Vatican studying ways to speed up sexual abuse cases


February 28, 2018

By Philip Pullella

Pope Francis is studying how to speed up the handling of allegations of sexual abuse by clergy, the Vatican said on Wednesday, after a high-profile case in Chile put a new spotlight on the scandal.

The topic was a main point of discussion in three days of meetings between the pope and a group of nine cardinals from the around the world who gather four times a year at the Vatican to discuss reform, Church finances and other issues.

Vatican spokesman Greg Burke said they had discussed “various options” to shorten procedures in cases of abuse.

They are currently handled by the Congregation for the Doctrine of the Faith (CDF), the Vatican’s doctrinal department.

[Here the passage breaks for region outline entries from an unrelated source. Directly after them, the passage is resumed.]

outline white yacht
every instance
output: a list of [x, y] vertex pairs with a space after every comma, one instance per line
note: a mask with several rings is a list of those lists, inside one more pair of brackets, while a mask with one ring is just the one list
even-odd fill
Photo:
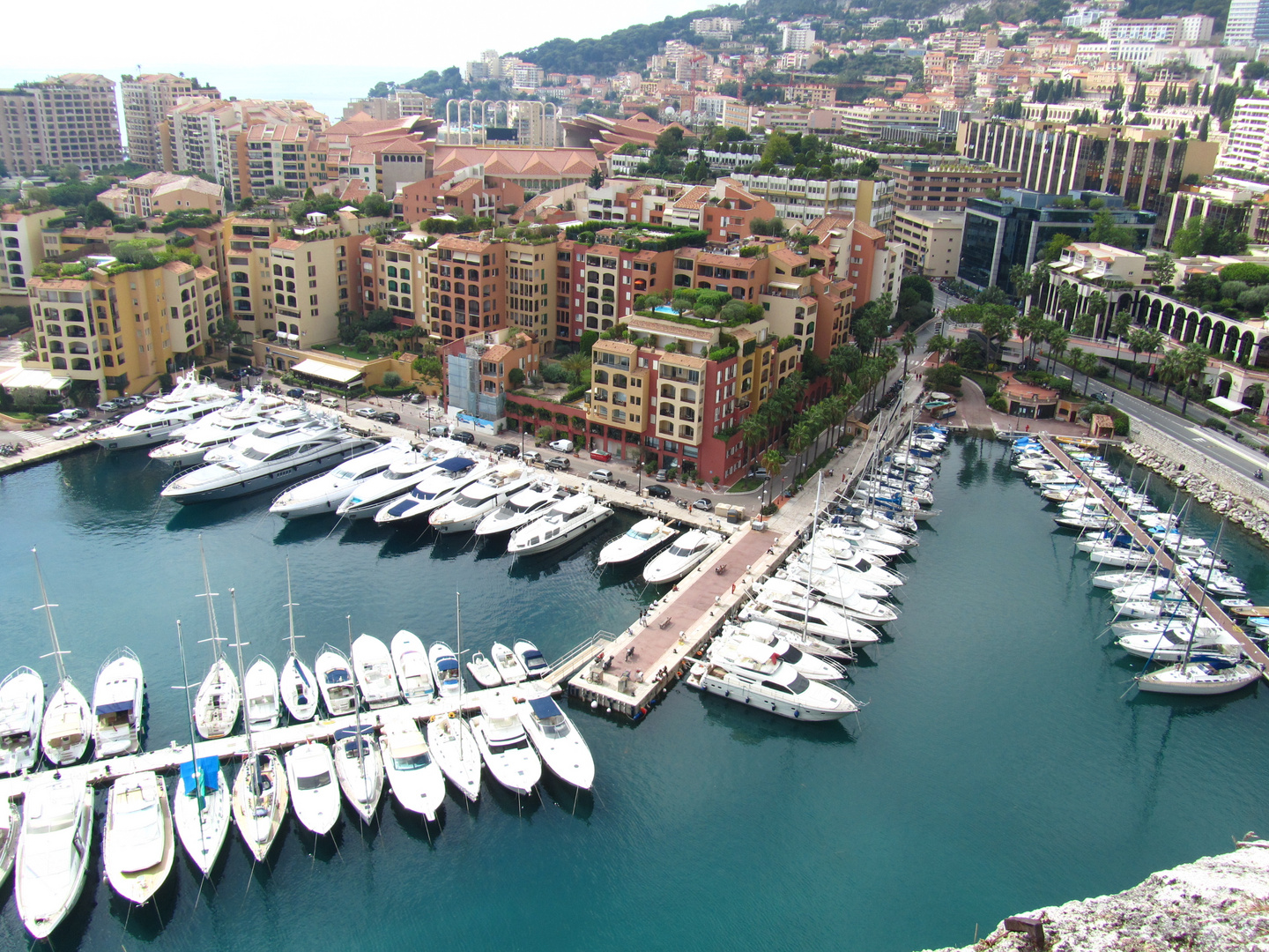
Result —
[[93, 712], [96, 715], [93, 757], [135, 754], [141, 749], [141, 708], [146, 682], [131, 649], [115, 649], [96, 673]]
[[636, 559], [642, 559], [664, 546], [678, 534], [678, 529], [671, 528], [667, 523], [661, 522], [655, 515], [640, 519], [621, 536], [609, 539], [604, 547], [599, 550], [599, 567], [603, 569], [605, 565], [622, 565], [624, 562], [632, 562]]
[[383, 796], [383, 758], [374, 744], [374, 727], [358, 725], [335, 731], [335, 776], [358, 816], [371, 823]]
[[532, 641], [522, 638], [511, 646], [511, 650], [515, 651], [515, 656], [524, 665], [524, 670], [528, 671], [529, 680], [544, 678], [551, 674], [551, 664]]
[[246, 729], [268, 731], [282, 720], [282, 696], [278, 691], [278, 669], [264, 655], [256, 655], [242, 677], [246, 697]]
[[428, 748], [449, 782], [471, 802], [480, 797], [480, 749], [458, 713], [428, 721]]
[[442, 459], [423, 473], [414, 487], [405, 495], [385, 503], [374, 513], [374, 522], [381, 526], [398, 524], [411, 519], [421, 519], [458, 496], [468, 485], [492, 470], [486, 461], [467, 456], [452, 456]]
[[494, 696], [481, 703], [480, 716], [472, 718], [472, 735], [494, 779], [519, 796], [533, 792], [542, 779], [542, 762], [509, 699]]
[[170, 393], [103, 426], [93, 442], [103, 449], [131, 449], [162, 443], [174, 430], [220, 410], [237, 396], [214, 383], [201, 383], [193, 373], [181, 377]]
[[330, 833], [339, 819], [339, 784], [330, 748], [310, 740], [291, 748], [286, 760], [291, 805], [299, 823], [319, 836]]
[[506, 645], [495, 641], [489, 652], [494, 659], [494, 669], [497, 671], [497, 677], [508, 684], [519, 684], [529, 677], [529, 673], [524, 670], [524, 665], [520, 664], [520, 659]]
[[185, 504], [245, 496], [329, 470], [373, 446], [335, 419], [316, 418], [292, 433], [249, 437], [228, 458], [176, 476], [160, 495]]
[[513, 493], [497, 509], [486, 515], [476, 526], [477, 536], [496, 536], [500, 532], [515, 532], [528, 526], [542, 513], [539, 510], [569, 495], [569, 490], [549, 479], [538, 479]]
[[91, 862], [93, 788], [42, 773], [27, 787], [14, 896], [37, 939], [48, 938], [84, 891]]
[[115, 892], [137, 905], [154, 899], [176, 854], [162, 777], [145, 770], [110, 784], [102, 854], [105, 878]]
[[326, 702], [326, 712], [331, 717], [353, 713], [357, 710], [357, 685], [353, 683], [353, 669], [338, 647], [322, 645], [313, 665], [321, 697]]
[[688, 529], [651, 562], [643, 566], [643, 580], [654, 585], [678, 581], [722, 545], [722, 536], [708, 529]]
[[269, 512], [283, 519], [338, 512], [344, 500], [376, 476], [387, 472], [392, 463], [400, 462], [410, 452], [406, 440], [393, 438], [381, 447], [350, 457], [331, 472], [312, 476], [283, 490], [269, 505]]
[[[445, 800], [445, 776], [415, 720], [409, 716], [386, 718], [379, 746], [396, 801], [411, 812], [423, 814], [425, 820], [435, 820]], [[470, 755], [475, 758], [476, 751]]]
[[286, 406], [287, 401], [277, 395], [253, 391], [242, 400], [174, 430], [171, 435], [176, 439], [151, 449], [150, 458], [178, 470], [198, 466], [209, 451], [232, 443]]
[[25, 773], [39, 760], [44, 682], [19, 668], [0, 682], [0, 773]]
[[183, 760], [171, 816], [194, 866], [209, 876], [230, 829], [230, 788], [218, 757]]
[[471, 532], [486, 515], [504, 505], [513, 494], [528, 487], [533, 481], [533, 471], [523, 463], [501, 463], [492, 472], [471, 482], [450, 501], [433, 510], [428, 523], [437, 532]]
[[437, 439], [423, 449], [411, 449], [354, 489], [335, 512], [344, 519], [373, 519], [385, 503], [409, 493], [433, 466], [466, 448], [452, 439]]
[[590, 532], [612, 514], [613, 510], [596, 501], [594, 496], [579, 493], [543, 509], [542, 515], [513, 532], [506, 551], [515, 556], [527, 556], [558, 548]]
[[560, 704], [551, 697], [539, 697], [516, 704], [515, 710], [551, 772], [579, 790], [590, 790], [595, 782], [595, 758], [590, 755], [586, 739]]
[[458, 670], [458, 658], [444, 641], [438, 641], [428, 649], [428, 664], [437, 685], [437, 699], [449, 701], [458, 697], [462, 673]]
[[437, 685], [431, 680], [431, 663], [419, 636], [402, 628], [392, 636], [392, 666], [406, 703], [431, 701]]
[[799, 721], [839, 721], [859, 706], [843, 689], [810, 680], [780, 661], [728, 668], [711, 656], [688, 671], [687, 684], [707, 694]]
[[392, 669], [388, 646], [373, 635], [362, 635], [353, 642], [353, 674], [362, 689], [362, 697], [372, 711], [390, 707], [401, 701], [401, 687]]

Burke said that among the options discussed was to decentralize procedures by setting up regional tribunals that would hear cases under the auspices and guidance of the CDF.

The CDF hears canonical cases, applying Church laws that could lead to the defrocking of accused priests if found guilty. The Church procedures are distinct from criminal procedures in civilian courts in places where the crime is committed.

Cardinal Sean O‘Malley of Boston, the city where the worldwide crisis of sexual abuse first exploded, and a key adviser of the pope, is studying the decentralization proposal.

The proposal followed intense criticism of the pope for defending a bishop in Chile accused of covering up sexual abuse.